Сидя перед зеркалом, Этта разглядывала свои руки, Мама же расчесывала ее густые, блестяще-черные волосы и закалывала их шпильками ювелирной работы. Никому другому Этта не позволила бы так себя наряжать, но Мама тихонько напевала какую-то песенку, и Этта терпела. Когда с прической было покончено, голова Этты уподобилась ночному небу с мерцающими звездами. А Мама взяла маленькую бутылочку и нанесла по капельке духов на шею Этты и на запястья.
— Лаванда… — тихо проговорила молодая женщина, и голос ее дрогнул. — Кенниту всегда нравилась лаванда…
И она уронила голову на руки.
Мама со значением покосилась на Малту. Потом пожилая женщина отошла в дальний уголок комнаты и принялась развешивать платья, вытащенные из шкафов, и Малта смиренно взялась ей помогать.
Когда Этта вновь подняла голову, на ее лице не было ни малейшего следа слез. Выглядела она усталой, но все-таки улыбнулась.
— Надо одеваться, — сказала она. — Подозреваю, сегодня вечером мне опять придется быть королевой.
— Уинтроу и Рэйн будут нас ждать, — подхватила Малта.

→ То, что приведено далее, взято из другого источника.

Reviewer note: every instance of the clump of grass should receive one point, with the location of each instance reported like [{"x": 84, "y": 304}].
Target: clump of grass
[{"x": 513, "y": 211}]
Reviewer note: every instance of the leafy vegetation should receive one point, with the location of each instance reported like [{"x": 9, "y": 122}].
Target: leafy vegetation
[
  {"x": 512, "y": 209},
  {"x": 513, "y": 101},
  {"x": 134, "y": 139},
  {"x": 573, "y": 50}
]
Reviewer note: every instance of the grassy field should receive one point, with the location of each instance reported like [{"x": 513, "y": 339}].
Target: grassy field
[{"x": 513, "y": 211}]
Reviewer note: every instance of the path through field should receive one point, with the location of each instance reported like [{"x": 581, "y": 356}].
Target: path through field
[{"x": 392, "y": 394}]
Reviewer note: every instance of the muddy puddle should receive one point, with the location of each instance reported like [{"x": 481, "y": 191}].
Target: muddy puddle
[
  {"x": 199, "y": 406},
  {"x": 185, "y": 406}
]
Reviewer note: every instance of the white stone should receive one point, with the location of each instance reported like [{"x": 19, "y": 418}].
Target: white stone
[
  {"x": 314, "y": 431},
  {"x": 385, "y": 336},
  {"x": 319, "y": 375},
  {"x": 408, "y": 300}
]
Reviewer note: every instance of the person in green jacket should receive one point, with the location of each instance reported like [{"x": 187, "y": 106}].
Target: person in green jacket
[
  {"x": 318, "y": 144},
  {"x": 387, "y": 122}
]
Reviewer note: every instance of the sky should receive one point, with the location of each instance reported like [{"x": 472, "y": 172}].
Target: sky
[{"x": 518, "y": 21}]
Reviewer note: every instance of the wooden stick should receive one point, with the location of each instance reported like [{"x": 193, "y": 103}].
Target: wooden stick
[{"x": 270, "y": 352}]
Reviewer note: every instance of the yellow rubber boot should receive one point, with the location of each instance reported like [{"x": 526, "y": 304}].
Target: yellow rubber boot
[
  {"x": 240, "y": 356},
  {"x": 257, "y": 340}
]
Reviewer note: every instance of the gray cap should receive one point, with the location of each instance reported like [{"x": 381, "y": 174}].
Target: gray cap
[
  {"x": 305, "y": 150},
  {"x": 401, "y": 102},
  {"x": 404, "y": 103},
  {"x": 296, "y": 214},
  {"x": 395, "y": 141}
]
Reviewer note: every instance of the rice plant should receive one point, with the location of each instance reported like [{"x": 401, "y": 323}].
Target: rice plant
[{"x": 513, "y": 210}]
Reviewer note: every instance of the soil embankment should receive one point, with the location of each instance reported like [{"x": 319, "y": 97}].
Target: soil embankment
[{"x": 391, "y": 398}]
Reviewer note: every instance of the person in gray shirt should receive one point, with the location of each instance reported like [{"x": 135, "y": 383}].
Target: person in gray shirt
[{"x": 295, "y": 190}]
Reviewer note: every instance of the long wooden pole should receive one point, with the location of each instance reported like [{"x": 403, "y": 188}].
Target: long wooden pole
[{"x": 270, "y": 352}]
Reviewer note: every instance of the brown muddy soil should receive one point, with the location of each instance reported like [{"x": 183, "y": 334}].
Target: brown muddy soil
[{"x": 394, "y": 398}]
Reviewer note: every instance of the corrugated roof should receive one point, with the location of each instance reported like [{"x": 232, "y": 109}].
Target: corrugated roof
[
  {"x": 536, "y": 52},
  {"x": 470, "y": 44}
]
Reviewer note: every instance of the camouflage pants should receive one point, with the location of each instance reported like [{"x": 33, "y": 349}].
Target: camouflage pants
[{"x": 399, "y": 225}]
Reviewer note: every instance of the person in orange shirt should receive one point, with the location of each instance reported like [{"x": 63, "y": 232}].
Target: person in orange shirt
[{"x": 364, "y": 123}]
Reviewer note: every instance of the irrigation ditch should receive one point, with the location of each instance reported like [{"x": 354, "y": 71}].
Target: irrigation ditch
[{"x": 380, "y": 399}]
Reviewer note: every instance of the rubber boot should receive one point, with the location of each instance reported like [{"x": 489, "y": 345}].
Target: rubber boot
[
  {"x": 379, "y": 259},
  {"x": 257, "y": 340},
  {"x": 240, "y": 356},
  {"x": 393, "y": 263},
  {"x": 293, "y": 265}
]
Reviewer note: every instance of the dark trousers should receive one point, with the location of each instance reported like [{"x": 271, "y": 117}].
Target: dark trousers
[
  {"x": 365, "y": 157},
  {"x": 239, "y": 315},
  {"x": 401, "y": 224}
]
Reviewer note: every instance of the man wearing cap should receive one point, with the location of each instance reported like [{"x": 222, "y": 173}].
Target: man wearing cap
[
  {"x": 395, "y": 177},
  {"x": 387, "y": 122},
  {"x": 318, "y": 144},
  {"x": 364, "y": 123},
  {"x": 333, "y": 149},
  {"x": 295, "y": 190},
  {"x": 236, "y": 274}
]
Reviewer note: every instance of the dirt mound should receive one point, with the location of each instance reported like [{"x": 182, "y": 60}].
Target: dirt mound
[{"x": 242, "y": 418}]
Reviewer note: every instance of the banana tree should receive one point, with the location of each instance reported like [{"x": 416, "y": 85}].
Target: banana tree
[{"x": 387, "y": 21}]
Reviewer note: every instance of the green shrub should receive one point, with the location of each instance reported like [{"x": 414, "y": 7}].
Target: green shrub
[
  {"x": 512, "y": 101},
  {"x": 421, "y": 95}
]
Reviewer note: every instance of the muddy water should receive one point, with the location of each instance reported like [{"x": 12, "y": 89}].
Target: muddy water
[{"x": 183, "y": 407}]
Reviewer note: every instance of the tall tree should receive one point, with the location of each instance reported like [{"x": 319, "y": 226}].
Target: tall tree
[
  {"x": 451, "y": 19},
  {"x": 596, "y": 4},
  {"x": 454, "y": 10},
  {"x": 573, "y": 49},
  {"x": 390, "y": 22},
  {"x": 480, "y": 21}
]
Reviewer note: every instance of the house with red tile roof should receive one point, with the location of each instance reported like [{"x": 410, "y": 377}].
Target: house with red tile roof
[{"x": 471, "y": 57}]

— Иногда, когда мне бывает совсем худо и никого рядом нет, — поделилась Этта с Малтой, пока та застегивала у нее на спине бесконечную череду пуговок, — мне кажется — то есть я поклясться готова! — что он со мной разговаривает. Он велит мне быть сильной — ради сына, которого я ношу.
Мама согласно пробормотала, подавая ей чулки и бальные туфельки.
— Ночью, перед тем как заснуть, я часто слышу его голос, — тихо продолжала Этта. — Он говорит мне о любви, о поэзии, дает добрые советы, подбадривает меня. Честно, если бы не это, я бы давно уже спятила. А так — я чувствую, что некая лучшая сторона Кеннита чудесным образом по-прежнему здесь, со мной. И всегда будет со мной.
— Наверняка это так и есть, — поддержала Малта.
А про себя задумалась: «Может, и я недостатков Рэйна точно так же в упор не вижу?» Кеннит — каким вспоминала его Этта — не очень-то походил на то, что запомнилось ей самой. А уж когда его тело, зашитое в белую парусину, опустили с палубы Проказницы в море, лично она только вздохнула с большим облегчением!
Этта поднялась, прошуршав черным ниспадающим шелком. Ее беременность еще не была заметна, но о ней знала вся столица. Королева Этта носила во чреве наследника короля Кеннита. Никто не оспаривал ее права на освободившийся трон. И никто не задавал неуместных вопросов по поводу удивительной молодости ее главного флотоводца. Как было исстари заведено у пиратов, Уинтроу унаследовал место Кеннита в результате голосования капитанов. Малта слышала краем уха, что капитаны высказались единогласно.